We never called them. They never called any of us so far as I know. Vinati and I had a similar relationship. We didn't call one another or even embrace during hellos. Goodbyes were sometimes less reserved. I accepted that we sat at opposite ends of the spectrum that was comprised of the various social groups with whom Ilkay associated. Her friends were predominately female, rich, of noble families from the Indian sub-continent, beautiful, dull, and arrogant. Their bodies had few curves and fewer blemishes except for yellowed teeth and, sometimes, bad breath, which was usually covered up by an Altoid or a Parliament. Many came from the West Coast, and they talked like it, too (pronouncing “yeah” as the Scandinavian , and littering their narratives with words like “like” and “rad” and “hella-” and “totally” (sometimes even using all of them in a single sentence — i.e. “Yä, it was, like, totally hella-rad”)). My friends, on the other hand, were mostly contentious drunkards on the weekend, academics more or less confined to the catacombs of the library on the weekdays. We were disdained by the serious students and those who thought themselves too intellectually endowed to socialize unless at a poetry reading or a screening of a Lynch film or one of those art shows where everyone walks around with a glass of red wine and a smug grin because they know only they “really get it” (whatever this elusive “it” happens to be); we were considered too brainy for those who were at the university to piss away a fraction of their parents' fortunes on gambling, covers, liquor, and, after only six short years, an overpriced general studies degree. In other words, we were alienated from the majority of the student body because we sat in the middle of a polarized continuum. One could run a parallel to tragic irony, but the situation was not tragic, and ironic only if one misunderstands the word ‘ironic’, which happens more often than people would like to admit.
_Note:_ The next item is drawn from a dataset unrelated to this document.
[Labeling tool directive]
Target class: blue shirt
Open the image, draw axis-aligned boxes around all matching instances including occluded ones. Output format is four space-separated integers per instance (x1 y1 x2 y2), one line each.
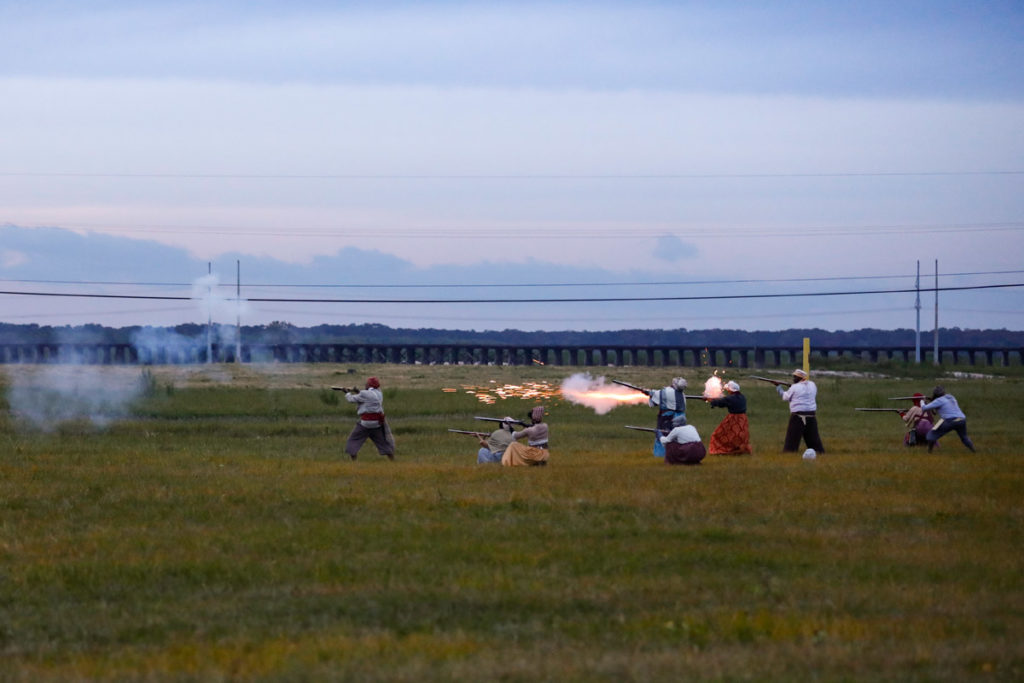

Ilkay never did understand the relationship I had with Vinati. It was his belief that the two of us had a silent infatuation for the other. He habitually floated sly remarks in our direction without being entirely clandestine or even contextually relevant, especially when drunk. These sharp (what he would call) quips would send him into small sessions of hysterics that appeared somewhat feigned, though, knowing Ilkay, this was far from the case. And while these comments rarely aroused pink or, in her case, mahogany cheeks, they did prove insidious enough to unite the two of us in momentary hatred. Maybe he sought to unite the two of us via shared scorn, though I certainly have my doubts about this — not because he had a penchant for trying to embarrass his friends, or because he happened to be that one friend who thinks the best way to appear on a pedestal is to bury everyone else; he just seemed to enjoy creating awkward tension between to the two of us.